Dans l’architecture contemporaine japonaise, les architectes sont attachés à de telles cabanes, ou plutôt des « baraques ». Après le Séisme de Kanto en 1923, Wajiro Kon a fondé une agence (?) pour la décoration et l’embellissement des baraques qui ont été spontanément construites sur les terrains incendiés. Architecte-chercheur, Kon a ouvert une voie nouvelle pour la sociologie urbaine en établissant les bases de ce qu’il appelle en esperanto « Modernologio ». La modernologie est antonyme de l’archéologie, que le Japonais traduit par « penser à l’ancien ». En choisissant ce terme de modernologie, Kon invite donc à « penser au contemporain ».
L’influence de la modernologie est toujours sensible dans la pensée architecturale au Japon. L’architecte et historien Terunobu Fujimori adapte la méthode de Kon aux activités de sa « Société d’observation de la chaussée » fondée dans les années 80. A cette période, les architectes utilisent la baraque comme une figure métaphorique de l’architecture: soit pour retrouver la liberté et le droit de bâtir du constructeur autodidacte, soit pour se confronter à la réalité matérielle du contexte capitaliste allié à l’expression sophistiqué du modernisme tardif.

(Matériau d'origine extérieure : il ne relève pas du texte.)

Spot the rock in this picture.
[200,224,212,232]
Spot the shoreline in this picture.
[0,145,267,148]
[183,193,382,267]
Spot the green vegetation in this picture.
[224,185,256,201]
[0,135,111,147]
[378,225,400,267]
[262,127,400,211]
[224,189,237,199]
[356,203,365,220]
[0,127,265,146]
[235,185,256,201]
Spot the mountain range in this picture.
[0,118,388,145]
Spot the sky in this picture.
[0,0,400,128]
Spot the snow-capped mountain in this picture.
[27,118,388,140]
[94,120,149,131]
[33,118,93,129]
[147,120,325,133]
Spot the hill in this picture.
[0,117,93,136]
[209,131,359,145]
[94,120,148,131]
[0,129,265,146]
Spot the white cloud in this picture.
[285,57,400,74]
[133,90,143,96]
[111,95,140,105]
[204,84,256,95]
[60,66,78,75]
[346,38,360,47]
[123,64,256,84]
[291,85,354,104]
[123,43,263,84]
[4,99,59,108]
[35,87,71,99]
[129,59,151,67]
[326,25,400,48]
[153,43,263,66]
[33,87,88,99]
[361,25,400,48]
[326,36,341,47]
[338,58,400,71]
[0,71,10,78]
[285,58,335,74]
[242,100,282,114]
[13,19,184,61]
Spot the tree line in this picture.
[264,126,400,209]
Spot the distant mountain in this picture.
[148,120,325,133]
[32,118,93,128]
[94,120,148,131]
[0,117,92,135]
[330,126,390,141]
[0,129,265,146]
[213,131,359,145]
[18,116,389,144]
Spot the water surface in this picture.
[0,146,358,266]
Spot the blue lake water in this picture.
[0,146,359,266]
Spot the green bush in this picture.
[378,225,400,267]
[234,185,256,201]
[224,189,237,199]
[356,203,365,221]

En retraçant la filiation de la modernologie, on la retrouve aujourd’hui chez Momoyo Kaijima et Yoshiharu Tsukamoto de l’atelier Bow-Wow et leur concept de « Behaviology ». Pour lui le comportement – behavior – n’est pas seulement celui d’un individu, mais aussi celui de l’espace bâti et du contexte urbain qui les environne. Tsukamoto essaie, toujours dans la ville, d’expliquer l’interactivité et les échanges entre les individus, les espaces construits – architecture et ville – et les espaces naturels. Il cherche ainsi à échapper à la subjectivité humaine et à l’anthropocentrisme de la technocratie. Son approche relationnel et écologique peut être une piste pour mieux comprendre nos modestes cabanes.
Revenons alors à ces paysages photographiés et à l’impression qu’ils nous donnent. Parmi les gestes et les relations qu’elles suggèrent, nous trouvons en premier l’attente. Ces cabanes attendent que quelqu’un vienne. Elles ne sont pas de ces architectures décrites par
Vitruve comme des corps autonomes, des objets et aux proportions et à la géométrie parfaite. Il existe bien une analogie avec notre corps, mais privée de toute idéalisation.
La photographie maintient une certaine distance avec l’objet photographié et cette distance laisser pressentir l’arrivée de quelqu’un ou quelque chose. On retrouve ici l’attente propre à la pratique de la photographie.
Si nous ressentons une intimité avec ces cabanes, c’est justement qu’elles nous attendent. Il est vrai que nous les construisons par nécessité et pour le labeur. Mais en retour, elles ont besoin de nous pour être complètes. C’est là que nous rencontrons une forme contemporaine et renouvelée de l’anthropomorphisme. Cette réciprocité entre l’homme et l’être bâti nous suggère une approche comportementale de l’environnement. Le paysage désert où figure une cabane est une scène attendant que le rideau se lève, la pièce est toujours dans l’attente d’être jouée.
L’écrivain italien, Curzio Malaparte a appelé sa villa « Casa com me », littéralement la maison comme moi. Cette maison servira de décor au film de Jean-Luc Godard, Le Mépris où elle est un élément important du film, comme si elle attendait ce rôle, au-delà de sa fonction première d’habitation, comme ces cabanes, dont on pourrait dire qu’elles attendaient d’être photographiées. Elles sont des cabanes comme nous, à la fois sociables et solitaires, attendant l’arrivé de quelqu’un.